Apart from it being a feat of technique and skill, the sheer size and extreme amount of detail seen in Roufanis’ images have a very particular emotional impact: they make the urban landscape clearly visible all across their surface, which is something we cannot experience when looking at a vast expanse with naked eye. That also makes the images lose their depth and become flat, like a veil that protects the tender humanness hidden behind it. It is said that Pythagoras of Samos taught his initiates from behind a black veil, so that they would focus on his teachings rather than his image. In a similar way, we need the intricate black veil of these images to help us shift our focus from how the city appears, in order to focus on what it tells— that is, to actually feel the intensity of the many soliloquies that are being spoken behind its dark walls.

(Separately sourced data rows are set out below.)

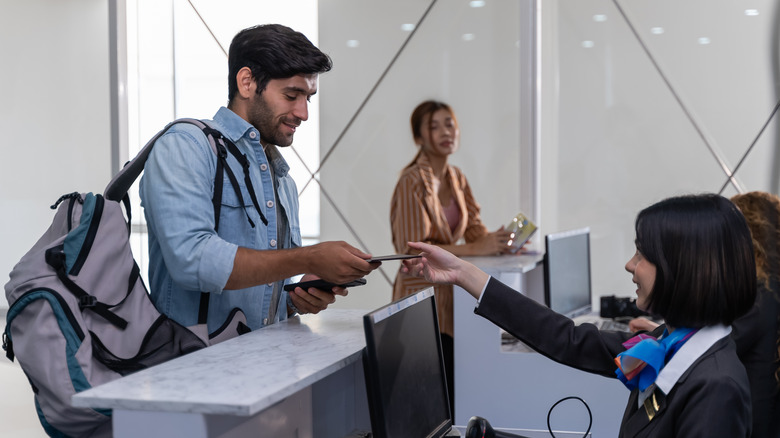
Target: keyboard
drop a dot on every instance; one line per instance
(602, 323)
(611, 324)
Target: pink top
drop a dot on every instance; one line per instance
(452, 213)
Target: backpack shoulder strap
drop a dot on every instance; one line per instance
(119, 185)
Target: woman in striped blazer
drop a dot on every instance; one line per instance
(433, 203)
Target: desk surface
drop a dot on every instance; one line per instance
(520, 263)
(244, 375)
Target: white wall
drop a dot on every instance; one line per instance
(621, 132)
(54, 113)
(614, 137)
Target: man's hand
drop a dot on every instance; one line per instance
(314, 300)
(338, 262)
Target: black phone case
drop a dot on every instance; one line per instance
(322, 284)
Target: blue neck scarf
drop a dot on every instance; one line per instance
(639, 365)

London, Paris, Hong Kong, Miami, Athens: for Aristotle Roufanis, urban habitats and the loneliness of city dwellers are surprisingly the same wherever you go. By isolating only a few illuminated windows in each photo, the artist seeks to both raise awareness about the epidemic of urban isolation in big cities and take a positive stance about it. Composition and balance here are less about form and colour than about organisation of content: which windows are kept illuminated within the sea of dark anonymous apartment buildings, and what do they contain? A sofa, a painting, a person behind a curtain: all these glimpses of an otherwise uneventful evening after work (or maybe the last excruciating minutes of a long sleepless night) are transformed into dramatic events full of emotional tension.
Aristotle Roufanis (b. 1983 Athens, Greece) is a London-based visual artist whose work focuses on patterns, textures and human interactions defined by the condition of urban life and architecture. An active photographer since his early 20’s, Aristotle Roufanis is a self-taught artist, who has mastered his medium through a series of rigorous photographic projects. Fascinated by how humans build the environments they live in, he has travelled the world extensively, creating images that combine meticulous digital editing with a very personal artistic vision.

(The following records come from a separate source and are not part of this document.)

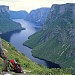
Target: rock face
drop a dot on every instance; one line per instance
(56, 41)
(4, 8)
(38, 15)
(6, 24)
(18, 14)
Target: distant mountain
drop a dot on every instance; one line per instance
(6, 24)
(56, 41)
(38, 15)
(18, 14)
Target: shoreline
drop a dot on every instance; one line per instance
(49, 62)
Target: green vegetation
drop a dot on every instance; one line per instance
(27, 64)
(56, 41)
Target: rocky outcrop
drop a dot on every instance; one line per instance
(4, 8)
(38, 15)
(56, 41)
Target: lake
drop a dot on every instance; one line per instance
(17, 38)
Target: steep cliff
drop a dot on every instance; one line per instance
(29, 67)
(6, 24)
(56, 41)
(38, 15)
(18, 14)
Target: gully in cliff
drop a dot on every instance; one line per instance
(3, 56)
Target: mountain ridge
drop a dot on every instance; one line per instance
(56, 40)
(6, 24)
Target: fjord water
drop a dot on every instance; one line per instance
(17, 38)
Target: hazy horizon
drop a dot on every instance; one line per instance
(28, 5)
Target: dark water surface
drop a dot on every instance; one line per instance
(17, 38)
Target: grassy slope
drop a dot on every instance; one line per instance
(27, 64)
(53, 49)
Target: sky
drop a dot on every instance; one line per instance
(29, 5)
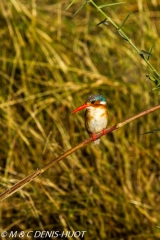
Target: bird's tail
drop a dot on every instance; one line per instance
(97, 141)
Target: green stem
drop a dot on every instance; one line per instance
(126, 38)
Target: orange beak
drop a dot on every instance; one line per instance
(85, 105)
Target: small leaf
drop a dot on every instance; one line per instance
(124, 21)
(110, 4)
(104, 21)
(142, 52)
(70, 5)
(152, 131)
(150, 51)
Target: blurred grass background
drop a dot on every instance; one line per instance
(50, 63)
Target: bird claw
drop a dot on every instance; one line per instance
(93, 136)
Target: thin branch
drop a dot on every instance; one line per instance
(29, 178)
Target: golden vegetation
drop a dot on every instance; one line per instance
(49, 63)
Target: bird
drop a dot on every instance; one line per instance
(96, 115)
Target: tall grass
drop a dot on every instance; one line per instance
(49, 63)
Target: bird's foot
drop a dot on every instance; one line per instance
(104, 131)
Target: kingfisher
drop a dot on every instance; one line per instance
(96, 115)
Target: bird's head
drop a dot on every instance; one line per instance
(95, 100)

In 2016 he participated in Scope Art Fair Miami Beach, in Fotofever Paris with a solo show, and at the Summer Exhibition at the Royal Academy of Arts in London. In 2017, he presented a solo show at Scope Miami Beach and showed new work at ZsONAMACO FOTO in Mexico City. In September 2018 he participates in the 3rd Beijing Photo Biennial at CAFA Art Museum.

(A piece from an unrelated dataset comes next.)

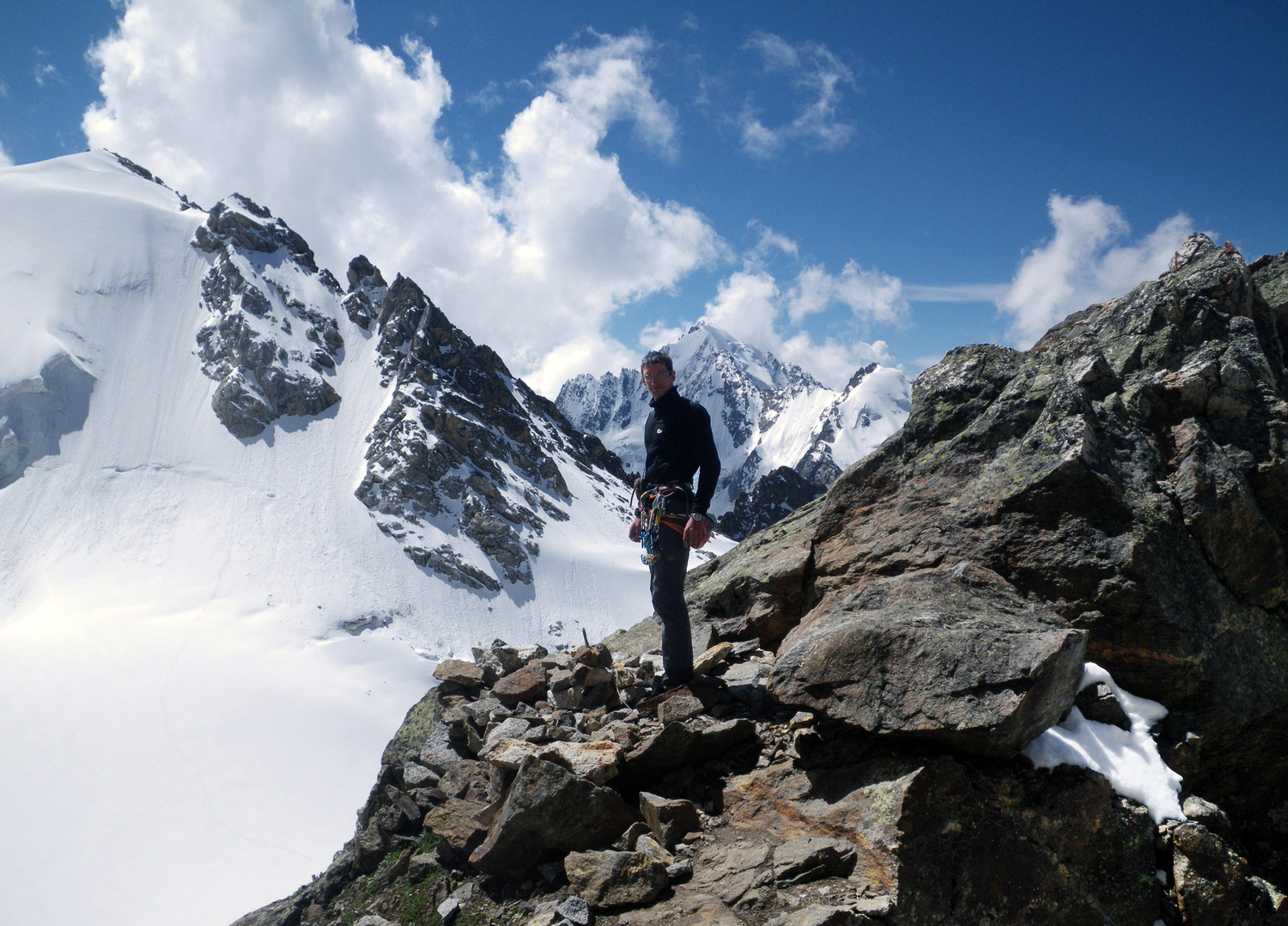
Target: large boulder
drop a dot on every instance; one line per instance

Works by Aristotle Roufanis are part of the Royal Academy’s patron’s collections, as well as other private collections in London, Paris, Miami, New York and Mexico City. His work has been featured in the British Journal of Photography and other international art publications, online and in print. Upcoming events: art fairs in Stockholm, Hamburg, Miami, Los Angeles, Hong Kong, Singapore, group show in Rotterdam (Dec 2018), group show at Zeitz Museum of Contemporary Art Africa, Cape Town (Jan 2019), Sydney Photo Festival (May 2019).